The roles of long non-coding RNAs in Alzheimer's disease diagnosis, treatment, and their involvement in Alzheimer's disease immune responses

Abstract

Alzheimer's disease (AD) is the most frequent type of dementia, presenting a substantial danger to the health and well-being of the aged population. It has arisen as a significant public health problem with considerable socioeconomic repercussions. Unfortunately, no effective treatments or diagnostic tools are available for Alzheimer's disease. Despite substantial studies on the pathophysiology of Alzheimer's, the molecular pathways underpinning its development remain poorly understood. Long non-coding RNAs (lncRNAs) vary in size from 200 nucleotides to over 100 kilobytes and have been found to play critical roles in various vital biological processes that play critical in developing Alzheimer's disease. This review intends to examine the functions of long non-coding RNAs in diagnosing and treating Alzheimer's disease and their participation in immunological responses associated with AD.

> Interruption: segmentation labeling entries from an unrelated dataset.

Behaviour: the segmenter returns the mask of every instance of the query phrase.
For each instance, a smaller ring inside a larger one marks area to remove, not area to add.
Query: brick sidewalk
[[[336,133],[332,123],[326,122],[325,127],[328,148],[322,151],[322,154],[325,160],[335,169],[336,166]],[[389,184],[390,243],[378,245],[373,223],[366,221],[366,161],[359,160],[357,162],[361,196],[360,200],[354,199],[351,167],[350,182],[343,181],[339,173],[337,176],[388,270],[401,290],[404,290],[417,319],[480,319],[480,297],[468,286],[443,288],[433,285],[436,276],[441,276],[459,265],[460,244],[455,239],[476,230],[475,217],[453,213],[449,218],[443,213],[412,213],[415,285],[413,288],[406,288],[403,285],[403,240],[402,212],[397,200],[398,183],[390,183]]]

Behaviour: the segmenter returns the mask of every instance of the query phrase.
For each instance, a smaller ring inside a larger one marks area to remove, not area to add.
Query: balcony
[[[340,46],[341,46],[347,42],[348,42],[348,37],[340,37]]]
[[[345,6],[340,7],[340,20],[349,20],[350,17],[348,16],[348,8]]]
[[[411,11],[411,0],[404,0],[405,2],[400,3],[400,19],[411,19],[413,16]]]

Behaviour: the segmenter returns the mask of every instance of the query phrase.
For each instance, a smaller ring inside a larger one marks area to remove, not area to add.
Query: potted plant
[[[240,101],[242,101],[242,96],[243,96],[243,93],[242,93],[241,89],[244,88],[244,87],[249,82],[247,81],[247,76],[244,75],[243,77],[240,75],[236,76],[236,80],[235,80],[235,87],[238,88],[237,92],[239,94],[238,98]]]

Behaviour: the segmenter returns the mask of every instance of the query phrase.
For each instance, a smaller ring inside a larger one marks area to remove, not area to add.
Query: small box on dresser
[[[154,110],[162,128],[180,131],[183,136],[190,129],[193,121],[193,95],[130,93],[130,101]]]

Keywords: Alzheimer's disease; Diagnosis; Long non-coding RNA; Progression; Treatment.

Fig. 1

Long non-coding RNAs molecular mechanisms involved in Alzheimer Disease: Downregulation of MEG3 increases neuroinflammation through PI3/Akt pathway. The increased expression of MALAT1 reduces neuroinflammation by lowering IL-6 and TNF-. NEAT1 and linc00507 have been identified as Tau proteins. Increased expression of NEAT1 increased Tau protein phosphorylation by sponging miR-107, whilst increased linc00507 levels increase Tau protein hyperphosphorylation via modulating the miR-181c-5p/MAPT/TTBK1 pathway. MALAT1 upregulation increased cell death via targeting miR-125b. Furthermore, EBF3-AS is involved in the regulation of neuron apoptosis. BACE1 activity is linked to BACE1-AS, BC200, and BDNF-AS overexpression. Elevated 51A levels in AD patients changed the splicing mode of SORL1, causing harm to APP processing and promoting Aβ accumulation. BC1 upregulation promotes APP mRNA translation via binding to FMRP. NDM29 overexpression promotes APP production.